Lua Hooks
lakeFS supports running hooks without relying on external components using an embedded Lua VM
Using Lua hooks, it is possible to pass a Lua script to be executed directly by the lakeFS server when an action occurs.
The Lua runtime embedded in lakeFS is limited for security reasons. It provides a narrow set of APIs and functions that by default do not allow:
- Accessing any of the running lakeFS server’s environment
- Accessing the local filesystem available the lakeFS process
Action File Lua Hook Properties
See the Action configuration for overall configuration schema and details.
Property | Description | Data Type | Required | Default Value |
---|---|---|---|---|
args |
One or more arguments to pass to the hook | Dictionary | false | |
script |
An inline Lua script | String | either this or script_file must be specified |
|
script_file |
The lakeFS path to a Lua script | String | either this or script must be specified |
Example Lua Hooks
For more examples and configuration samples, check out the examples/hooks/ directory in the lakeFS repository. You’ll also find step-by-step examples of hooks in action in the lakeFS samples repository.
Display information about an event
This example will print out a JSON representation of the event that occurred:
name: dump_all
on:
post-commit:
post-merge:
post-create-tag:
post-create-branch:
hooks:
- id: dump_event
type: lua
properties:
script: |
json = require("encoding/json")
print(json.marshal(action))
Ensure that a commit includes a mandatory metadata field
A more useful example: ensure every commit contains a required metadata field:
name: pre commit metadata field check
on:
pre-commit:
branches:
- main
- dev
hooks:
- id: ensure_commit_metadata
type: lua
properties:
args:
notebook_url: {"pattern": "my-jupyter.example.com/.*"}
spark_version: {}
script: |
regexp = require("regexp")
for k, props in pairs(args) do
current_value = action.commit.metadata[k]

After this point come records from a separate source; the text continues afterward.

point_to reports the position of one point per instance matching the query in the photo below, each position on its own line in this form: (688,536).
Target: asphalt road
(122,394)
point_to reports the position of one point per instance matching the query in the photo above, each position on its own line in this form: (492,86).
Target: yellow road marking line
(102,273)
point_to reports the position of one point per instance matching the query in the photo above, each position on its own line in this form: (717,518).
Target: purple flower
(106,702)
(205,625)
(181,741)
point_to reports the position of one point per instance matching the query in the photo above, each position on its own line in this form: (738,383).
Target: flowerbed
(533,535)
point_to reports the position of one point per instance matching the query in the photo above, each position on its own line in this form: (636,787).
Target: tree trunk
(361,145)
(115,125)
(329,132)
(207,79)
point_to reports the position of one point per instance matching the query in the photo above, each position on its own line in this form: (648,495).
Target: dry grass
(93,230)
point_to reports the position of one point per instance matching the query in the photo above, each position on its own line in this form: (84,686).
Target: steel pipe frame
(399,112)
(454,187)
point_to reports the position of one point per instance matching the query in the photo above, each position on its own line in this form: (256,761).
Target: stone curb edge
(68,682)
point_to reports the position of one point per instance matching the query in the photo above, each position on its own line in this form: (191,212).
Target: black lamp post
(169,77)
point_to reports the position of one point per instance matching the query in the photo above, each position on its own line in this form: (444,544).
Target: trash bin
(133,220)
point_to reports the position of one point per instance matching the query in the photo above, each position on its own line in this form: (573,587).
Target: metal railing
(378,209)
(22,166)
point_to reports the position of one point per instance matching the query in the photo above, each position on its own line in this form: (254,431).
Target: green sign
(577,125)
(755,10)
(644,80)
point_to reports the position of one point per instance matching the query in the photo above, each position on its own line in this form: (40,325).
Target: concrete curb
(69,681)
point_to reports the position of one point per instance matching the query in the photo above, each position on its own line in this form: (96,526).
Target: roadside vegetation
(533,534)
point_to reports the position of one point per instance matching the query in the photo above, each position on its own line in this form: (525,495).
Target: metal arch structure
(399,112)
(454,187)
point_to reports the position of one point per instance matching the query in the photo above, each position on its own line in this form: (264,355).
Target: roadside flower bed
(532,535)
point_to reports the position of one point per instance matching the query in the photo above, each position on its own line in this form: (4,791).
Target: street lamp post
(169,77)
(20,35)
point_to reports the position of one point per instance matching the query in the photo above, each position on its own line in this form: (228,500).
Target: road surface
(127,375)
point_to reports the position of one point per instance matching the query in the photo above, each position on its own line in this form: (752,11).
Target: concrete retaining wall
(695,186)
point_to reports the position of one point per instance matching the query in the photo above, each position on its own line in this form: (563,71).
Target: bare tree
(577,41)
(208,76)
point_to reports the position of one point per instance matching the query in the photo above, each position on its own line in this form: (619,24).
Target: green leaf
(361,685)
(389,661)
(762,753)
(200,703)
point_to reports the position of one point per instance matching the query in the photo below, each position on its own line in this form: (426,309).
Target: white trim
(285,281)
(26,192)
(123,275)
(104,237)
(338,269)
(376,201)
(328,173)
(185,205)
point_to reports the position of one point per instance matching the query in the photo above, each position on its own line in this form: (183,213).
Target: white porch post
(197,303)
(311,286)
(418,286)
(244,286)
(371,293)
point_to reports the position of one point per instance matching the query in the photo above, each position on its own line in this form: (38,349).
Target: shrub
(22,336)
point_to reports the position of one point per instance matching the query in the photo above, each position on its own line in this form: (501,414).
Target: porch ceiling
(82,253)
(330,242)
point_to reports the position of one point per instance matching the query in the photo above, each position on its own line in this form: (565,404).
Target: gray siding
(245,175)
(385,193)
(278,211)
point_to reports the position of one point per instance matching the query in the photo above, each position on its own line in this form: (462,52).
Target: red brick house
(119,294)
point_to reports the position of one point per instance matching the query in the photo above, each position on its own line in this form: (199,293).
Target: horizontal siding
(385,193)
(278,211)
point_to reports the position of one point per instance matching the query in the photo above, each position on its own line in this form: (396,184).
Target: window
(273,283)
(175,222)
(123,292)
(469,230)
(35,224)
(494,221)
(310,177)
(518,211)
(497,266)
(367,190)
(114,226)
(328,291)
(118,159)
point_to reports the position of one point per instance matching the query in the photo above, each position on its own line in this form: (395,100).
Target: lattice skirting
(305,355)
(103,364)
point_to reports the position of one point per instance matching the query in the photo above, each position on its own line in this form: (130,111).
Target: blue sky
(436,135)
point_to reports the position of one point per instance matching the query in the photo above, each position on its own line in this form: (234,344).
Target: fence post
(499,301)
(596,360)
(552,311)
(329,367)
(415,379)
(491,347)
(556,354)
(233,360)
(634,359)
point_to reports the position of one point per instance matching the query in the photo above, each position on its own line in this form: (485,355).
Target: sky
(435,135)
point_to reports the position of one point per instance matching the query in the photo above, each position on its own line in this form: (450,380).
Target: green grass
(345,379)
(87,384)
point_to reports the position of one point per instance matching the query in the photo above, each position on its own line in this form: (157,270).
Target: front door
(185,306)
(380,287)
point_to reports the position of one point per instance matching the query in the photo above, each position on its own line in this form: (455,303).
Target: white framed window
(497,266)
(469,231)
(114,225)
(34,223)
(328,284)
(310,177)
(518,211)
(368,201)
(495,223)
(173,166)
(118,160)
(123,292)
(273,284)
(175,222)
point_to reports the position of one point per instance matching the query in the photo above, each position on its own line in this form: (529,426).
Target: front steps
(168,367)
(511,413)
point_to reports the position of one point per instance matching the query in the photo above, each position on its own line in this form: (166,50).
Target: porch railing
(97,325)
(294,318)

if current_value == nil then
error("missing mandatory metadata field: " .. k)
end
if props.pattern and not regexp.match(props.pattern, current_value) then
error("current value for commit metadata field " .. k .. " does not match pattern: " .. props.pattern .. " - got: " .. current_value)
end
end
For more examples and configuration samples, check out the examples/hooks/ directory in the lakeFS repository.
Lua Library reference
The Lua runtime embedded in lakeFS is limited for security reasons. The provided APIs are shown below.
aws/s3.get_object(bucket, key)
Returns the body (as a Lua string) of the requested object and a boolean value that is true if the requested object exists
aws/s3.put_object(bucket, key, value)
Sets the object at the given bucket and key to the value of the supplied value string
aws/s3.delete_object(bucket [, key])
Deletes the object at the given key
aws/s3.list_objects(bucket [, prefix, continuation_token, delimiter])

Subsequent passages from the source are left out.